VADODARA It was only recently that festival organisers as well as idol makers in the city made representations to the city police regarding the size of the Ganesha idols being installed in the city. But there are others who will not have to bother about such regulations in the future.
Winds of change have slowly started blowing amongst Ganpati pandals in the city and they have started making that lasts for years and are not immersed. Two major Ganpati pandals in the city have shifted to the technology and will not immerse even their small idols in ponds.
One of the most popular pandals in the city Manjalpur Ka Raja organised by the Yuva Shakti Charitable Trust has installed an 18-feet high Ganpati idol made from fibre plastic. The idol has been made locally and was brought to the pandal about a week back.
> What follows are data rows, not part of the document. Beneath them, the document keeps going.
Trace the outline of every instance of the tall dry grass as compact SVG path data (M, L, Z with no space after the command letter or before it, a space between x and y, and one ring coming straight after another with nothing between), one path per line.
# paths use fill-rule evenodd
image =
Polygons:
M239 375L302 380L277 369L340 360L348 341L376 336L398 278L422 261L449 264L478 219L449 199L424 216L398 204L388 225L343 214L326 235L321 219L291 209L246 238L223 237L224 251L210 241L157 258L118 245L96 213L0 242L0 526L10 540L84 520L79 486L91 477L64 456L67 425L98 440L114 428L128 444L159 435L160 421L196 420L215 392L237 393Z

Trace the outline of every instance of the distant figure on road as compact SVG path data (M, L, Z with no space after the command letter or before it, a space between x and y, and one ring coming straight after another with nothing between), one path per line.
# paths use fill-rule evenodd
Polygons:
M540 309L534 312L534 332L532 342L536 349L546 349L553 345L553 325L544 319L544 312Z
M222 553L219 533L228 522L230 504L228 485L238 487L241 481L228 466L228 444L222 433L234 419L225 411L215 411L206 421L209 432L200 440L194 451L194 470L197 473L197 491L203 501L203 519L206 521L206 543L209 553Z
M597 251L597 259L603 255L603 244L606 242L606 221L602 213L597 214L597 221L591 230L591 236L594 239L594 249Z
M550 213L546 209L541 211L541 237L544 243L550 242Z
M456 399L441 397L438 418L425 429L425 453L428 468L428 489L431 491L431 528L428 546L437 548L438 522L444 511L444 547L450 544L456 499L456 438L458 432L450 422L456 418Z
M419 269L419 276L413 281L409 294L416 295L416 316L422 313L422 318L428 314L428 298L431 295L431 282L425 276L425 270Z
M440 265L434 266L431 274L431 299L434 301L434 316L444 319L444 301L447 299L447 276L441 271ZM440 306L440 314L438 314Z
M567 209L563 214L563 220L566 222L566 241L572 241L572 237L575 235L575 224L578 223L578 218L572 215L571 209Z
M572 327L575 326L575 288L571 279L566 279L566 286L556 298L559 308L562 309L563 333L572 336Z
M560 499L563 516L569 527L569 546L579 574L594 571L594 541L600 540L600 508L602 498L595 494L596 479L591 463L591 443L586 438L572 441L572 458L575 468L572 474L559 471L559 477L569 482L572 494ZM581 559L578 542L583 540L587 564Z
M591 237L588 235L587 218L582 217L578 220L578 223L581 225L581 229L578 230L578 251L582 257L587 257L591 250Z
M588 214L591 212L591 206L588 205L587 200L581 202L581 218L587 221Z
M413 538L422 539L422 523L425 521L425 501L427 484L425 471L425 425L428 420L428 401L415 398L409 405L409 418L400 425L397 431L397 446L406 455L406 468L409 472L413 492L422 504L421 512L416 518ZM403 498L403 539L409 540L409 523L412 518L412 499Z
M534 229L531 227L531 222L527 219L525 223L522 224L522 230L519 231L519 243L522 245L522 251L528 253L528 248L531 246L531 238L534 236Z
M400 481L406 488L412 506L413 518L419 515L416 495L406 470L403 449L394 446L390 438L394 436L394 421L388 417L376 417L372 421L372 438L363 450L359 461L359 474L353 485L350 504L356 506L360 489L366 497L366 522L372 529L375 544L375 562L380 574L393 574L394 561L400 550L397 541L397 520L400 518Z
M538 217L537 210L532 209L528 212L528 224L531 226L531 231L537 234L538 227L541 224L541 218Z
Founder of the trust Setu Patel said that they were disturbed by the way they saw only partly dissolved idols surface when Sursagar was emptied for renovation. “We did not want our idol to be in a similar situation and decided to use a fibre plastic idol. We were also aware of similar idols being made in Pune as it faces a situation similar to Vadodara when it comes to immersions,” said Patel.
In the old city, the Kantareshwar Mahadev Yuvak Mandal in Bajwada got its idol made by an artisan in Mumbai. The idol was brought to the city recently and will be installed near the Kantareshwar Mahadev temple. President of the mandal Mehul Gandhi said that the idol will now remain same for several years, but will be decked up differently every year.
“The idol will be sent to Mumbai again in December, it will be decked up again and sent for the next Ganpati festival,” said Gandhi. The decoration around the idol and other items will also be changed every year. At the other end, Manjalpur Ka Raja idol will be kept at a safe location till the next festival.
While the larger mandals may have started using eco-friendly idols only this year, the Bal Hanuman Yuvak Mandal in Salatwada has been doing so since about a decade. The group already has three reusable idols that they use at the pandal. “We use different concepts to decorate the pandal,” said one of the organisers Manish Indulkar.
Pandals who reuse their large idols have small Ganpati idols made of clay that is immersed. The mandals are also exploring the possibility of immersing the idols in tanks near the pandals itself. The fibre plastic idols will be taken for a procession in the city called ‘Nagaryatra’.